The Importance of Acupuncture Seasonal Treatments

Traditionally Chinese Medicine links the changes in nature with our physical and emotional health.

seasonal treatment

Autumn is considered the season of the Lung and Large Intestine; and the Metal element.
In the fall our respiratory system becomes more susceptible to colds, coughs, asthma, bronchitis and even pneumonia.
Our digestive transit slows down due to the reduced intake of water and there is a tendency towards constipation.
Emotionally we transition from the open exuberance of summer to a time of pulling inward and gathering together.
Feelings of loss and grief, attributed to the metal element, are more noticeable in the fall.
Receiving a seasonal acupuncture treatment and some nutritional counseling helps transitioning in good health.

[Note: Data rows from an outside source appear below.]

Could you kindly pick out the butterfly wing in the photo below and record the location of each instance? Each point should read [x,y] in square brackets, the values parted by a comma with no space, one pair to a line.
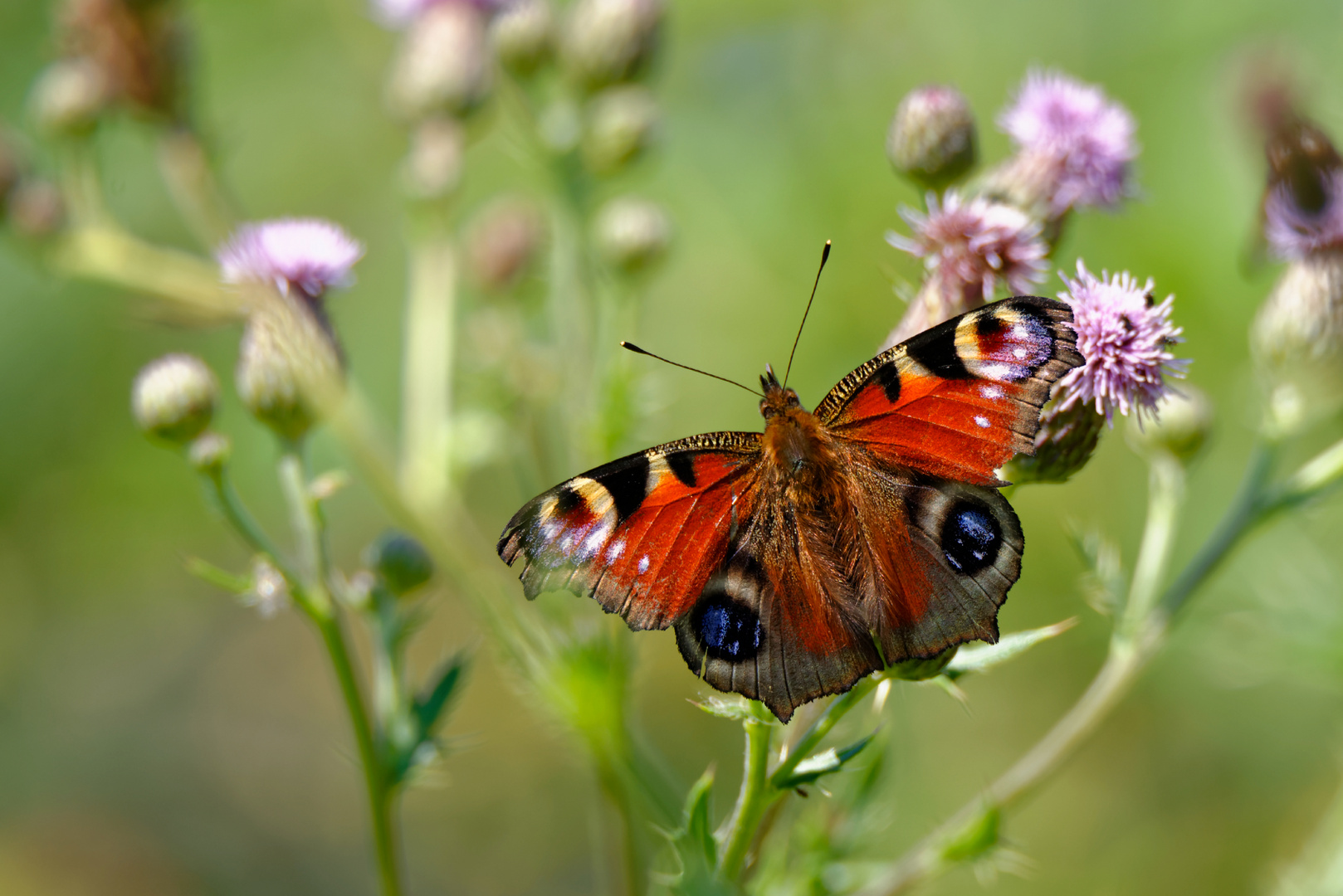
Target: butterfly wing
[641,535]
[960,399]
[923,429]
[779,620]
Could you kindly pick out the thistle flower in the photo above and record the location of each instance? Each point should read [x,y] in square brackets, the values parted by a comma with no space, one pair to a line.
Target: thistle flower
[302,254]
[975,243]
[1126,340]
[1295,231]
[932,136]
[1075,144]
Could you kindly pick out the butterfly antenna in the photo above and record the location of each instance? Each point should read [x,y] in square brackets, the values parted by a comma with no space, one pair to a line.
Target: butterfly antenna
[684,367]
[825,257]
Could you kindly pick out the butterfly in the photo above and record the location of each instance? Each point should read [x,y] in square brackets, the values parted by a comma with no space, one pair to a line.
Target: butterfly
[794,562]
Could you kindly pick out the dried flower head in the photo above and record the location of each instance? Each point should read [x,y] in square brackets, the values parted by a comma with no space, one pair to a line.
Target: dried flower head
[1295,231]
[1084,139]
[932,136]
[975,243]
[304,254]
[1126,338]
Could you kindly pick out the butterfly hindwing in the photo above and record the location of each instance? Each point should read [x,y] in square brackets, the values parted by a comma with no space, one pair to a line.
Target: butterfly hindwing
[642,533]
[960,399]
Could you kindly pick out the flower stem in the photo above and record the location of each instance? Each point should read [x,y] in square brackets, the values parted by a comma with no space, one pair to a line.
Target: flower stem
[755,796]
[309,531]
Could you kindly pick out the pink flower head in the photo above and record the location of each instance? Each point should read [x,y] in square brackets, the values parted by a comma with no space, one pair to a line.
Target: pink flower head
[975,242]
[306,254]
[1125,338]
[398,14]
[1086,136]
[1292,231]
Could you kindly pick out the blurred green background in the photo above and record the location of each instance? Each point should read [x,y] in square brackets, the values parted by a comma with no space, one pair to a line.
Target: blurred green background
[154,738]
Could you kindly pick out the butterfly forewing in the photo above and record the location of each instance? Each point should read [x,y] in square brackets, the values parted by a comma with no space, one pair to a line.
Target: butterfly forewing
[868,533]
[642,533]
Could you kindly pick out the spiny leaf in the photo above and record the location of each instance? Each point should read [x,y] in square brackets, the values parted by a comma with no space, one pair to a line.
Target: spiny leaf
[823,763]
[984,657]
[430,704]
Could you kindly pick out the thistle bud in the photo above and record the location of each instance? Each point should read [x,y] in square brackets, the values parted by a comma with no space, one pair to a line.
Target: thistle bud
[69,97]
[173,398]
[210,453]
[400,563]
[1065,442]
[442,65]
[932,136]
[621,124]
[432,167]
[632,234]
[1179,426]
[286,366]
[502,243]
[37,208]
[608,41]
[521,34]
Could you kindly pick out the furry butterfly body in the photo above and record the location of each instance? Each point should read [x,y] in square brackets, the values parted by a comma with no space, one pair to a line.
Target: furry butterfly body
[865,533]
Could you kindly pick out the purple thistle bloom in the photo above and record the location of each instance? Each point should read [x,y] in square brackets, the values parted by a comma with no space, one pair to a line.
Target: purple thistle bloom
[1080,134]
[975,243]
[305,254]
[398,14]
[1126,340]
[1293,231]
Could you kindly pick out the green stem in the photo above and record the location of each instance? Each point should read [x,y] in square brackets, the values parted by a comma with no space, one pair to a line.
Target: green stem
[752,801]
[427,371]
[325,614]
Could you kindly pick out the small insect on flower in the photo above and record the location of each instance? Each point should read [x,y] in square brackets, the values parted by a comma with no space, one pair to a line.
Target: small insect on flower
[1082,139]
[304,254]
[975,243]
[1126,338]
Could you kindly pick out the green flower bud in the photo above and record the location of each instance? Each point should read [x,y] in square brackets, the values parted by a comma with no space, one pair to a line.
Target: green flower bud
[621,124]
[523,34]
[210,453]
[37,210]
[632,234]
[399,562]
[432,167]
[1064,444]
[286,366]
[69,97]
[1181,426]
[443,63]
[173,398]
[502,242]
[932,136]
[608,41]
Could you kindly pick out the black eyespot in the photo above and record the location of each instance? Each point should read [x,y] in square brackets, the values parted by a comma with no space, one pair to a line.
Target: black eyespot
[727,629]
[970,538]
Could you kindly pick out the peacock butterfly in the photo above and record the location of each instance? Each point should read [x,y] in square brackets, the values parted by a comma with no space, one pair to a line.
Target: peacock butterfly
[795,562]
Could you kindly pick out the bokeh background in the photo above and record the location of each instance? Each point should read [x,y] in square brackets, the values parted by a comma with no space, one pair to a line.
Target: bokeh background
[156,738]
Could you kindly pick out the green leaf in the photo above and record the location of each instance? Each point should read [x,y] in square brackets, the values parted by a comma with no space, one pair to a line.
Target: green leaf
[696,850]
[984,657]
[221,578]
[432,703]
[823,763]
[1103,583]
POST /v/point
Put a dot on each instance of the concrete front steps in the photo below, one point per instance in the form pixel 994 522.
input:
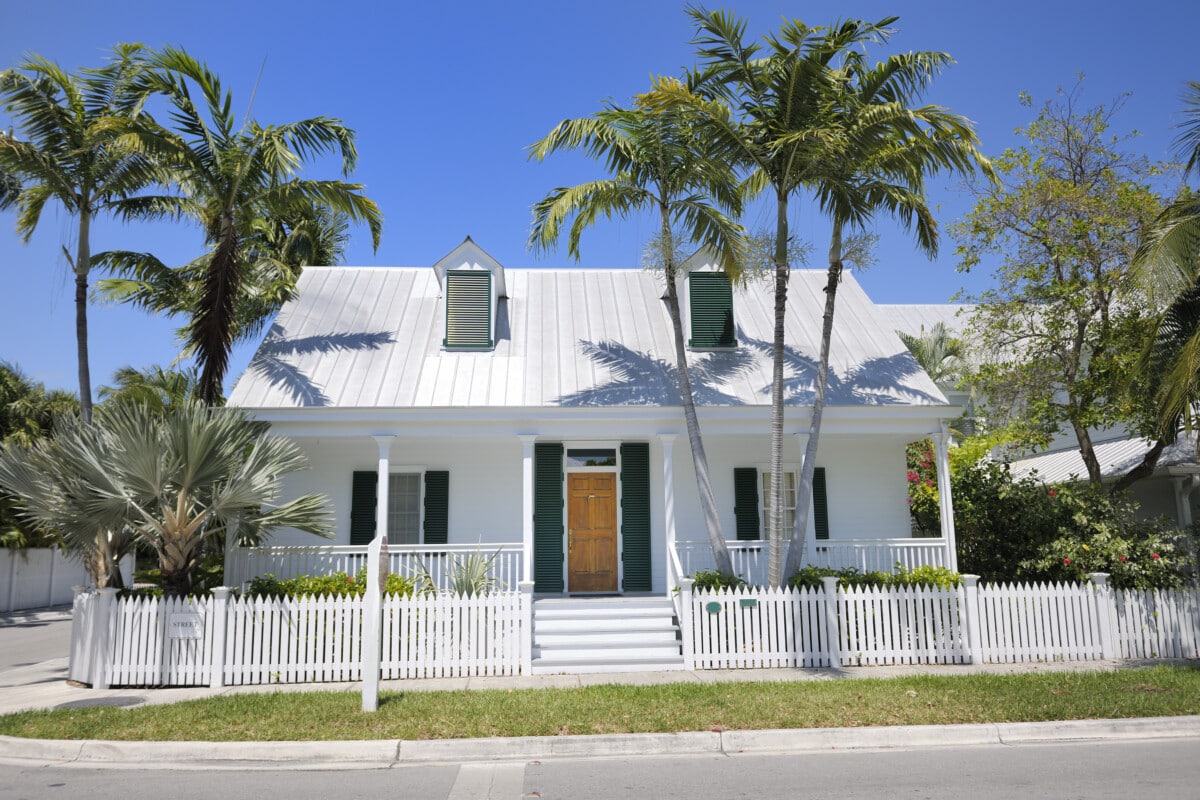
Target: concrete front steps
pixel 594 635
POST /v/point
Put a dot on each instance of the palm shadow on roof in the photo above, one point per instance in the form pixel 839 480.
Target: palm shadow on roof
pixel 875 382
pixel 271 360
pixel 641 379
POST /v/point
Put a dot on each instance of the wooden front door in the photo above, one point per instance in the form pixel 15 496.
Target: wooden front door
pixel 592 531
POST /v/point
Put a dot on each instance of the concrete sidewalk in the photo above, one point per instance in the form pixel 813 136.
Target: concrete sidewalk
pixel 45 685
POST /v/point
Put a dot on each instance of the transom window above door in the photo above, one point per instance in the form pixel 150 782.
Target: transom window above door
pixel 592 457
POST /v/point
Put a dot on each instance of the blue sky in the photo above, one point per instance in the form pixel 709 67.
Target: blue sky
pixel 447 96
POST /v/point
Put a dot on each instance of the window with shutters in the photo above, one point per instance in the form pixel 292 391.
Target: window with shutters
pixel 468 310
pixel 711 305
pixel 405 509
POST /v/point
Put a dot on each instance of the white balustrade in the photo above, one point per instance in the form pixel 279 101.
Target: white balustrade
pixel 439 561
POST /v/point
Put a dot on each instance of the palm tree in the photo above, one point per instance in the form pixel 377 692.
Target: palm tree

Acupuncture and the Immune System

Acupuncture has a strong effect on the immune system. People that receive regular treatments have less colds and allergies.
The activity of natural killer cells and the production of antibodies are enhanced by acupuncture.
Recent research in cancer patients has shown that acupuncture stimulates platelet production and prevents the decrease in white blood cells after chemotherapy and radiation.

 

Beneficial Foods for Fall

Oats

  • Whole oats can help in reducing cholesterol by trapping it and moving it faster through the intestines.
  • Oats stop the oxidation of cholesterol, the process that makes it stick to our arteries.
  • Oats can help prevent colon cancer by binding toxins and acid.
  • Oats help us regulate blood sugar by slowing the absorption of carbohydrates.
  • Oats enhance the immune system by stimulating the production of natural killer cells

Sweet Potatoes and Yams

  • Good source of DHEA, a precursor to many hormones like estrogen, progesterone and testosterone and important for antiaging
  • Contain more beta carotene and vitamin C than carrots.

Apples

  • Rich in pectin, a form of fiber, helps lower cholesterol and prevents colon cancer.